On my way home a couple hours later, I heard that same man, coincidentally standing in the same spot, this time with a different plea: ""Spare some money for marijuana research?"" I was not betting on my money going toward food or clothing.
His lucid plea, although brutally honest, was more enlightening than it was compelling for me to contribute toward ""marijuana research."" Moreover, the irony of having a man reduced to begging for change on State Street was very telling of a larger problem.
According to a study by the University of California San Diego, homelessness is more frequently associated with people with mental health issues, such as substance abuse or schizophrenia. According to the study, substance users are more than four times more likely to be homeless than non-users.
Unfortunately, the man I saw was just one of very many homeless who are in need of help and health institutions can provide that assistance. Yet today, we are reluctant to commit people into health institutions for numerous reasons.
First, due to the anti-asylum and liberationist movements, we commit patients into ""community mental centers."" These centers place emphasis on community psychology, which itself relies on the premise that mentally-ill people could be depended on to get treatment for themselves.
Assuming the man I saw was a substance abuser, it is dangerous to assume that he, or a seriously ill person such as the Virginia Tech gunman, will make the difficult decision to get treatment voluntarily.
At best, it is a stretch to assume a homeless person on State Street would rather admit himself to a hospital and later get a job over getting the $20 that night for his drug fix.
This push to deinstitutionalize wrongly prioritizes personal choice over personal health, which has moved us even further away from taking homelessness seriously. Now, not all homeless are drug-dependent or mentally ill, but studies show that a homeless person is more likely to have something wrong with them. The people who are homeless due to laziness or indifference thankfully represent a minority.
Furthermore, we fail to give forced treatment to patients because of this perception that all mental institutions resemble warehouses more than they do hospitals.

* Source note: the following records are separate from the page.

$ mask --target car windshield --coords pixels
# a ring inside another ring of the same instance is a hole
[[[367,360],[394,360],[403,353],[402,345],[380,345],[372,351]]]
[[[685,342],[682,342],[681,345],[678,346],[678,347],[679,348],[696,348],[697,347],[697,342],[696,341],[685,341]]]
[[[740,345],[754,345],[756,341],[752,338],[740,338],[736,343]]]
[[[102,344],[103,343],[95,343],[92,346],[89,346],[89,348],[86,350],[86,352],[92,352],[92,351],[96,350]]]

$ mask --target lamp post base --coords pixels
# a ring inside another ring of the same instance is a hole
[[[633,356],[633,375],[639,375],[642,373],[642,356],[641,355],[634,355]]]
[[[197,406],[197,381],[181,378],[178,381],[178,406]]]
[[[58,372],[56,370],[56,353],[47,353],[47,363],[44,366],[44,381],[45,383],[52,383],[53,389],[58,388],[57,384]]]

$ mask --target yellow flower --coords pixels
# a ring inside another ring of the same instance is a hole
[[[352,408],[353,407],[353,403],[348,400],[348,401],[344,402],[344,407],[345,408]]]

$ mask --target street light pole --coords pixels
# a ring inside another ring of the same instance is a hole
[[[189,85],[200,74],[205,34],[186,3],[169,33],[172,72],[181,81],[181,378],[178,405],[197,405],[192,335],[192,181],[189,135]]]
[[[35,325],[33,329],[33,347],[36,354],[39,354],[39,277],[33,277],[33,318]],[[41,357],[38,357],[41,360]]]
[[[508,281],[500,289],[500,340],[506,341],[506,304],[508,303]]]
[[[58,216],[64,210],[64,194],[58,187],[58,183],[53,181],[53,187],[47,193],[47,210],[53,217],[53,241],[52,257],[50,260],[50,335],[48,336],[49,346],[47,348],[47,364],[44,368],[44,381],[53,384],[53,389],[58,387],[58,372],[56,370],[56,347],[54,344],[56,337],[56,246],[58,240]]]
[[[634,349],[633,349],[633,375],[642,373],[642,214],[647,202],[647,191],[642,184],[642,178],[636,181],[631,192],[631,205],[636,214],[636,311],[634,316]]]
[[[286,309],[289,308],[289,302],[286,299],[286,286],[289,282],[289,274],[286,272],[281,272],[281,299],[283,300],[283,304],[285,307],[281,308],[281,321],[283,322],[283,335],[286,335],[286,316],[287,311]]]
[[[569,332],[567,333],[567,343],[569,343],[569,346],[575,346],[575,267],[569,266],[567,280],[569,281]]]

Are some state hospitals poorly run and managed? Probably, but the majority of them are well-run institutions providing basic help to people who need it most.

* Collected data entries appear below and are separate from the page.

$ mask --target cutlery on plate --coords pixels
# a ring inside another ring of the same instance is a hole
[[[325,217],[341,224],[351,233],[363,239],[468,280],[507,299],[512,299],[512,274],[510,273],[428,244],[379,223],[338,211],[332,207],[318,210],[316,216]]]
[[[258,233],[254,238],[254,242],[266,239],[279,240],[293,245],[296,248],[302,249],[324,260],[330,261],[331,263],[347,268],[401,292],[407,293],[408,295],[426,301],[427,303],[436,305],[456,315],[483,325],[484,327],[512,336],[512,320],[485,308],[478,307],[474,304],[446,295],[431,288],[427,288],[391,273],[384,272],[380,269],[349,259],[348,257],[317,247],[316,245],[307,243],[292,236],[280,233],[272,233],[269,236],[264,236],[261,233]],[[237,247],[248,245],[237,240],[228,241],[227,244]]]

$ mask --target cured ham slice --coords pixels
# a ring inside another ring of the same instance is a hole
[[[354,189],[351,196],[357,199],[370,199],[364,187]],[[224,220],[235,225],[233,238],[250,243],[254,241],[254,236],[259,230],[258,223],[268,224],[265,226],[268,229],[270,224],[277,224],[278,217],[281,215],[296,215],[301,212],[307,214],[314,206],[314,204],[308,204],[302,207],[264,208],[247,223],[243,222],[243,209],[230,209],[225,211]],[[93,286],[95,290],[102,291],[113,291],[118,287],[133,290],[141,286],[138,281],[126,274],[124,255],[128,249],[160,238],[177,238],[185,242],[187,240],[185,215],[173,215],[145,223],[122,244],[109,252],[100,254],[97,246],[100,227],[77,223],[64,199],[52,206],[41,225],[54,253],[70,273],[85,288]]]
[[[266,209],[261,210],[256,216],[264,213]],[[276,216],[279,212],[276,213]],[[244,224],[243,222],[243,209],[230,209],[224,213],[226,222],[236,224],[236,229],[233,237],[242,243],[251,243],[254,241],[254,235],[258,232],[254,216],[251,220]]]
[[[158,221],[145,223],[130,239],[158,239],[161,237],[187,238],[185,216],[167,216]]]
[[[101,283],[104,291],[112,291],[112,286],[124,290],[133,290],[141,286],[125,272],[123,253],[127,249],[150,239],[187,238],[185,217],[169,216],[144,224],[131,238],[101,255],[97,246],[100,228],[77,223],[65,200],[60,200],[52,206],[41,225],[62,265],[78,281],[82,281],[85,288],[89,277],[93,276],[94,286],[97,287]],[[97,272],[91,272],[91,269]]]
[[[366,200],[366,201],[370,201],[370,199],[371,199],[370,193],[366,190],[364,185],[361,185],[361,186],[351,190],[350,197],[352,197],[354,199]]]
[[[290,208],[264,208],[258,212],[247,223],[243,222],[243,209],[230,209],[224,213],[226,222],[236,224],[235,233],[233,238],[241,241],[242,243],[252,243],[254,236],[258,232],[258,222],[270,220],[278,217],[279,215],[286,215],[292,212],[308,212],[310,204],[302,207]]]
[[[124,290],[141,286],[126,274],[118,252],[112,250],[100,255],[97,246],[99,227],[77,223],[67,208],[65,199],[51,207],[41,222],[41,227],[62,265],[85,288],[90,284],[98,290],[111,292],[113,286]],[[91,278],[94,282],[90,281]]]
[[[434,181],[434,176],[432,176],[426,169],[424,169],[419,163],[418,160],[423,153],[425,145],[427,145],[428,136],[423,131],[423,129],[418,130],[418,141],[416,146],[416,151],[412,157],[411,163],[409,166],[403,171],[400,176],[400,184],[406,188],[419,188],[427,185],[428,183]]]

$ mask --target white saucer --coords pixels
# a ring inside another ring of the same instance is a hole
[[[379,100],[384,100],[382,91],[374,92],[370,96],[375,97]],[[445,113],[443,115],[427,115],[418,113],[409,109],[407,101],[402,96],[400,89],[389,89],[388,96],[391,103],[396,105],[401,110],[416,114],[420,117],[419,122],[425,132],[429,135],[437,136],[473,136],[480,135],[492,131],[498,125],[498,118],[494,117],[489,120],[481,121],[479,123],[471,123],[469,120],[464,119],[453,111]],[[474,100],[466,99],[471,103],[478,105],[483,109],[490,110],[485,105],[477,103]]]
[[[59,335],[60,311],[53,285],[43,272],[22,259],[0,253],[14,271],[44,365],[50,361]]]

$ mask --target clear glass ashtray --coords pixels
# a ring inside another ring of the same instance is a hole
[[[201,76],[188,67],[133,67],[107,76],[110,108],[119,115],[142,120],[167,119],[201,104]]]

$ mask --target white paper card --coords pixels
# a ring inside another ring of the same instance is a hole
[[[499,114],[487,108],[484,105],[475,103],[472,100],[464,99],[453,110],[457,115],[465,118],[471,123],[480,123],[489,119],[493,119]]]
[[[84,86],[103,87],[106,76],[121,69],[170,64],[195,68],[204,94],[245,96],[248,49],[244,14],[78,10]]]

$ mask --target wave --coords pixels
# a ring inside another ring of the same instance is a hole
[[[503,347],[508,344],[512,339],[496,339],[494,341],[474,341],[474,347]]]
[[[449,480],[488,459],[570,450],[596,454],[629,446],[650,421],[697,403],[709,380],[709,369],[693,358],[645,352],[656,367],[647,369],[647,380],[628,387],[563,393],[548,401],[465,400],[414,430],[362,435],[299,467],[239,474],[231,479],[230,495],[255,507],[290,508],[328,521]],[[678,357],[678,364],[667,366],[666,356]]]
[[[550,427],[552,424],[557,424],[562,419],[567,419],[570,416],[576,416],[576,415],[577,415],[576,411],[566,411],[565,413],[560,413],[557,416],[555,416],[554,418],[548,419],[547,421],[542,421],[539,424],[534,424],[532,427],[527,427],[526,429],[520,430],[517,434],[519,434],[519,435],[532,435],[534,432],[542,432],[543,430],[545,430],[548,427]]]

Homelessness is a problem not only because people should not be forced to live hand to mouth, but also because there is a cost to society. The UCSD study shows that the homeless are more likely to spend time in jail, as well as use expensive, taxpayer-funded emergency services.
Madison, as well as the rest of Wisconsin, should reform health care so that mentally-ill or drug-dependent people are given involuntary treatment before they are living on the streets. Health care is not an issue of choice.
So, you can give money to that man or woman on the street, but in reality, the quarter or dollar you give is doubtful to signify more than a temporary act of personal empathy. Until the homeless get the true help they deserve, there is little hope of curing the overall problem.